El cambio climático está azotando la península.

Tras las últimas jornadas de severas tormentas con inundaciones y piedras de granizo en numerosas comunidades, se habla de la posible llegada de un huracán a España.

El final del verano nos ha traído episodios violentos tras meses de condiciones extremas y olas de calor abrasadoras.

Y ahora se plantea la posibilidad de que un huracán llegue a nuestro país. Danielle sigue sorprendiendo a todos con su extraña evolución.

Y finalmente huracán Danielle, el fenómeno que en principio no iba a llegar a la Península Ibérica, se hará notar en nuestro país.

En un primer lugar, amenazó primero con dirigirse a la península, en concreto en aquellos puertos marítimos que tuvieran contacto con el océano Atlántico, pero de manera muy leve, lo que tranquilizó a los meteorólogos.

Sin embargo, unas nuevas predicciones arrojan que este huracán se dirige hacia España y se presentaría con lluvias muy fuertes.

El origen de Danielle

El Centro Nacional de Huracanes de Estados Unidos (NHC, por sus siglas en inglés) comenzó a alertar desde el pasado 19 de agosto acerca de la posible formación de un ciclón tropical al suroeste del golfo de México con el potencial de intensificarse hasta la categoría de huracán.

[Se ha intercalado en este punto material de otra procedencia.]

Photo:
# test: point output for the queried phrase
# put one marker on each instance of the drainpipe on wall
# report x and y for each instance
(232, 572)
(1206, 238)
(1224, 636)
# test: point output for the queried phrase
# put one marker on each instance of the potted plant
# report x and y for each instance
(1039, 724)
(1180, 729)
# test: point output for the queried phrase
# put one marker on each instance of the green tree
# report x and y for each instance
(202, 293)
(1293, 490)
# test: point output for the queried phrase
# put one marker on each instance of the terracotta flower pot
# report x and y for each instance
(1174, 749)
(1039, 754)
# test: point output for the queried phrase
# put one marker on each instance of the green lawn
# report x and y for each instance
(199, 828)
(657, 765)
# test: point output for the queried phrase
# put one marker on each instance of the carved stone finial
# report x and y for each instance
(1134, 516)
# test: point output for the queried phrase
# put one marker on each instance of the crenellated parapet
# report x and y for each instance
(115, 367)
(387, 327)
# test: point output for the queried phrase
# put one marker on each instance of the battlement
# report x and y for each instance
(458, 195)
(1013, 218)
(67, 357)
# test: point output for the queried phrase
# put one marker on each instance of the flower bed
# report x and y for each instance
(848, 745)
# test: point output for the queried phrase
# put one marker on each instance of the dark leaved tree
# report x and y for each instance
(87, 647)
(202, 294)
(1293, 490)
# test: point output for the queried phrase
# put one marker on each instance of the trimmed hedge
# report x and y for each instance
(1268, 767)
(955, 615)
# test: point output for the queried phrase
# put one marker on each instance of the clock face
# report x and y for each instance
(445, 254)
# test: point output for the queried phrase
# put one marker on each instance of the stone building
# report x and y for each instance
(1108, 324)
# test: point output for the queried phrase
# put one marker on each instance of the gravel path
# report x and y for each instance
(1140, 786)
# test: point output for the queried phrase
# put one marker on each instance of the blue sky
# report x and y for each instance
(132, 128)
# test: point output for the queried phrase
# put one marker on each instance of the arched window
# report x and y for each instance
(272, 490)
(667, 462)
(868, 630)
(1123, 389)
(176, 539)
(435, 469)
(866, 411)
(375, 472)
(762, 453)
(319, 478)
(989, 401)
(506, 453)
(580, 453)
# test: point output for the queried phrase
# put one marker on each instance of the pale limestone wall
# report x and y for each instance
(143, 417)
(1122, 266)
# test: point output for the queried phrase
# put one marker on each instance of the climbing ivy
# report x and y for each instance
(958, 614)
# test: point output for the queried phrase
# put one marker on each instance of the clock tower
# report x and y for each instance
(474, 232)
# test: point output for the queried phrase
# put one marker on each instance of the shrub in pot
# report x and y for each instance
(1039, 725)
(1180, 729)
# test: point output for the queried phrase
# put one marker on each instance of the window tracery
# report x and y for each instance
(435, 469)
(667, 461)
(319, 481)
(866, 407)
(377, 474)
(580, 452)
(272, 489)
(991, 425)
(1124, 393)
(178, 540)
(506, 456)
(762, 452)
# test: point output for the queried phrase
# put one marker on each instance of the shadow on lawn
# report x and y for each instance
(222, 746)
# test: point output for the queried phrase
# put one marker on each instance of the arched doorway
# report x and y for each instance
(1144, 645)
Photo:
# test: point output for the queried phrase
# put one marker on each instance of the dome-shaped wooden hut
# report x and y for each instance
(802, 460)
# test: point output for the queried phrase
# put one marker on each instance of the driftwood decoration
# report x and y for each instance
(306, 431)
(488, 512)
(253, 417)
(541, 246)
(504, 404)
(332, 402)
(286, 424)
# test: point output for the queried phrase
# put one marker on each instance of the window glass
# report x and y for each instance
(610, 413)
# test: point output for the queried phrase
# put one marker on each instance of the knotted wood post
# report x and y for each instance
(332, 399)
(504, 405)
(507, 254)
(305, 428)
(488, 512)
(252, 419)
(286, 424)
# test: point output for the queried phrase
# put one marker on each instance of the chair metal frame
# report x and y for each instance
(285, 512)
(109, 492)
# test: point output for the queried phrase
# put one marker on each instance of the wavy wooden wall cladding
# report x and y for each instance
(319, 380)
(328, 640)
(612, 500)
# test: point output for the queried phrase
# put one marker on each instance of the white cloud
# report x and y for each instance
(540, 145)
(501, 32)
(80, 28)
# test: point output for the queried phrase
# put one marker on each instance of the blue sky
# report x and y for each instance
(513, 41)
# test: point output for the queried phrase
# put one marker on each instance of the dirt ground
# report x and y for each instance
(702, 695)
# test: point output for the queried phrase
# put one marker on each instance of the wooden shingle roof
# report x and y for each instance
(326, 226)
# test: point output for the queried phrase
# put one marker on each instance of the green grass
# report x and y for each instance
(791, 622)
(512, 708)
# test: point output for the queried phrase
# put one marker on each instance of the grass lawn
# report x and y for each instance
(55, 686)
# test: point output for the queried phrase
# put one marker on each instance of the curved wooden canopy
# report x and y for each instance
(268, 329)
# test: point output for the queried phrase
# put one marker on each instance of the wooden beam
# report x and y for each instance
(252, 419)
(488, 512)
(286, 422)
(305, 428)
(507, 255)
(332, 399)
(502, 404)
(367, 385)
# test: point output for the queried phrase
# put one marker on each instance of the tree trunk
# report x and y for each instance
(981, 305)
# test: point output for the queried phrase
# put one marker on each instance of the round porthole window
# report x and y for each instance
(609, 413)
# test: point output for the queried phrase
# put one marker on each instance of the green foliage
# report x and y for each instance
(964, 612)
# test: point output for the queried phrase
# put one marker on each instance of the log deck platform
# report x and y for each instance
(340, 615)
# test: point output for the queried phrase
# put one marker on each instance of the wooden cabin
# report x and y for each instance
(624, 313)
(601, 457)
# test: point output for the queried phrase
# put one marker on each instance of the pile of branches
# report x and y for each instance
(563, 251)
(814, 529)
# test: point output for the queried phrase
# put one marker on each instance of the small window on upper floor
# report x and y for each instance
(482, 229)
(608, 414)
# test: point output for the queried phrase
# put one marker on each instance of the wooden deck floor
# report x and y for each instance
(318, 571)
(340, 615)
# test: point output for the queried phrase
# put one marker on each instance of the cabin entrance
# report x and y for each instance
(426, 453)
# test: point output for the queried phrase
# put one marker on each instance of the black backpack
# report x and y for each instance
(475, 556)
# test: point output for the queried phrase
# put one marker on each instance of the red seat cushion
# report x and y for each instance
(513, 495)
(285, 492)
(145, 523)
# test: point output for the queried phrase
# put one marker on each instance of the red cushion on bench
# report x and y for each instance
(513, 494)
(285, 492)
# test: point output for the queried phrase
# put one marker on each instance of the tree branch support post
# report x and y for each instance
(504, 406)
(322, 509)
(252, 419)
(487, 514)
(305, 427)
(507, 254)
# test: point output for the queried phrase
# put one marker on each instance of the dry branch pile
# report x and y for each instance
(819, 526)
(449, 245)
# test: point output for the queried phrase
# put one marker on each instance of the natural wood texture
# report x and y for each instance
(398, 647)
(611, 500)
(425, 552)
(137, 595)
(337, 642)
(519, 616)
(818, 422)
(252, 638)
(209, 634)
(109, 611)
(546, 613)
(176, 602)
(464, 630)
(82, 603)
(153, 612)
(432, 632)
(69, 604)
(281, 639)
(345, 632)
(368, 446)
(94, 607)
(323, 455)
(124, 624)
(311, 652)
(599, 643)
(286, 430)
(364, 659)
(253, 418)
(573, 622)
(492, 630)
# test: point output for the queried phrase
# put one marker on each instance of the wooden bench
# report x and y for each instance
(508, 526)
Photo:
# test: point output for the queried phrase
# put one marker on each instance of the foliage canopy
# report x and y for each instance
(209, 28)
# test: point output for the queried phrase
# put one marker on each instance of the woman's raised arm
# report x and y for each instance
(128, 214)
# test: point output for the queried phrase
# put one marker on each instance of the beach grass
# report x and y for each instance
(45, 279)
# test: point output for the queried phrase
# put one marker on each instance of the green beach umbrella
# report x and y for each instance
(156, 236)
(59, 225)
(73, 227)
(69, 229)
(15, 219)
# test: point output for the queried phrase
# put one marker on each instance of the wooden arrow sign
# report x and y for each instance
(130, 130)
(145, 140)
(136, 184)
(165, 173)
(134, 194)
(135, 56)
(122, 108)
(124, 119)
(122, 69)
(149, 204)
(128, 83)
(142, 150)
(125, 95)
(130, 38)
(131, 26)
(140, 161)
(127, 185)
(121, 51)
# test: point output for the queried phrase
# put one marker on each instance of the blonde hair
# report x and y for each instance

Así, el centro competente de monitorizar este tipo de fenómenos en dicha zona se encuentra vigilando desde hace días tres perturbaciones, una de ellas considerada ya tormenta tropical, que se ubican en el océano Atlántico central tropical, al oeste de las islas Azores de acuerdo con lo que apunta la Agencia Estatal de Meteorología española (Aemet) en sus redes sociales.

Desde Aemet explican que un ciclón tropical es un sistema de baja presión que se forma sobre océanos tropicales y subtropicales y que se caracteriza por dar lugar a fuertes vientos y a numerosas tormentas y lluvias torrenciales debido a que se genera una fuerte convección.

En este tipo de fenómenos cuentan con una zona central denominada «ojo del ciclón», donde «el viento es débil y el cielo está más o menos despejado», añaden.

En función de la intensidad de las rachas de viento hay diferentes categorías de ciclones tropicales, que van desde la perturbación hasta el huracán o el tifón. 

De contar con una velocidad igual o mayor a 119 kilómetros por hora y ubicarse en la cuenca atlántica, una tormenta tropical pasa a recibir el nombre de huracán.

¿Cuál es el problema? Según la Aemet «se está generando muy al norte, mucho más de lo habitual», por lo que de llegar a intensificarse hasta la categoría de huracán se daría «a la misma latitud que el cabo de Estaca de Bares (A Coruña), que es el punto más septentrional de España», agregan en eltiempo.es, donde apuntan a la par que se trata de una circunstancia realmente «anómala».

Uno de los motivos por los que, en parte, se ha formado este ciclón tropical con potencial de convertirse en huracán es la temperatura superficial del océano Atlántico.

Esto ha propiciado que se forme y profundice este ciclón tropical al estar la zona del oeste de las Azores entre los 26 y 28 grados, una horquilla de entre dos y cuatro grados por encima de lo normal para la época.

Ahora mismo el Centro Nacional de Estados Unidos está refiriéndose a este fenómeno como tormenta tropical y lo bautiza con el nombre de Danielle después de que la depresión tropical a la que hacían referencia anteriormente se haya intensificado.

En un aviso del Centro Nacional de Huracanes estadounidense publicado a las 21:00 horas de este jueves, se advertía de que «los datos satelitales recogidos muestran que Danielle se está intensificando «rápidamente».

Con vientos máximos cercanos ya a unos 95 kilómetros por hora, por lo que entraría para la Aemet en la categoría de tormenta tropical «intensa».

Los expertos en meteorología están prestando suma atención a cómo podría desarrollarse el fenómeno en los próximos días.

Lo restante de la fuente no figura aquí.